Since 1995 the IMF has been funding research projects. We began by giving out one Junior Grant, which was awarded to Dr. Atsushi Ogata who was working on IL6 signal transduction. We were thrilled that the IMF was launching its research grant program, and to mark this important milestone we held a gala benefit and honored IMF Board member and myeloma patient, Dr. Francesca Thompson, author of the book Going for the Cure. It was a momentous occasion and the beginning of a new chapter for both the IMF and myeloma patients.
Over the years our research grant program expanded, and while we continued to fund Junior Grants, we also began to fund Senior Grants as well. The IMF’s research goals are clear, to bring new people into the field of myeloma, to fund projects that will have the most immediate potential benefit for myeloma patients and to maintain the highest standards in our research grant selection process. The IMF’s research grant program is made possible through the generosity of our members, people like you who believe in what we’re doing and share our values and philosophy.
Just as the treatment and management of myeloma has evolved, so has the IMF’s research program. In May, 2002, the IMF conducted its first ever telethon, and many of you responded generously when we called to ask if you would be willing to support a new research initiative that the IMF was launching. In just two days we raised $156,000!
I am proud to be able to report back to you that the IMF has launched not one but two very exciting new research initiatives, Bank On A Cure™ (BOAC) and the International Prognostic Index (IPI). Spearheading BOAC are two of the world’s leading molecular biologists, co-chairs Dr. Gareth Morgan (University of Leeds, UK) and Dr. Brian Van Ness (University of Minnesota, USA). Co-Chairs for the IPI are world experts in myeloma, Dr. Jesus San Miguel from the University of Salamanca, Spain, and Dr. Phil Greipp from the Mayo Clinic, USA. Both of these outstanding projects will greatly benefit patients in the short term and long term. The possibilities are endless.

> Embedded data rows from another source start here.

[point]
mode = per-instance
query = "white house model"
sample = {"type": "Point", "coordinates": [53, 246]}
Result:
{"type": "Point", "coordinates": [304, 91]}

The results of the IPI project will be presented at the IXth International Myeloma Workshop in Salamanca, Spain on May 25th from 1:30PM to 3:30PM. Work on BOAC is just beginning, and we’ll have more to report in the upcoming months. Both of these projects embody the spirit and innovation that is the IMF; they are collaborative efforts of over 20 research centers around the world. The IMF has always been about people helping people, families helping families. Now we can also say we’re about researchers helping researchers.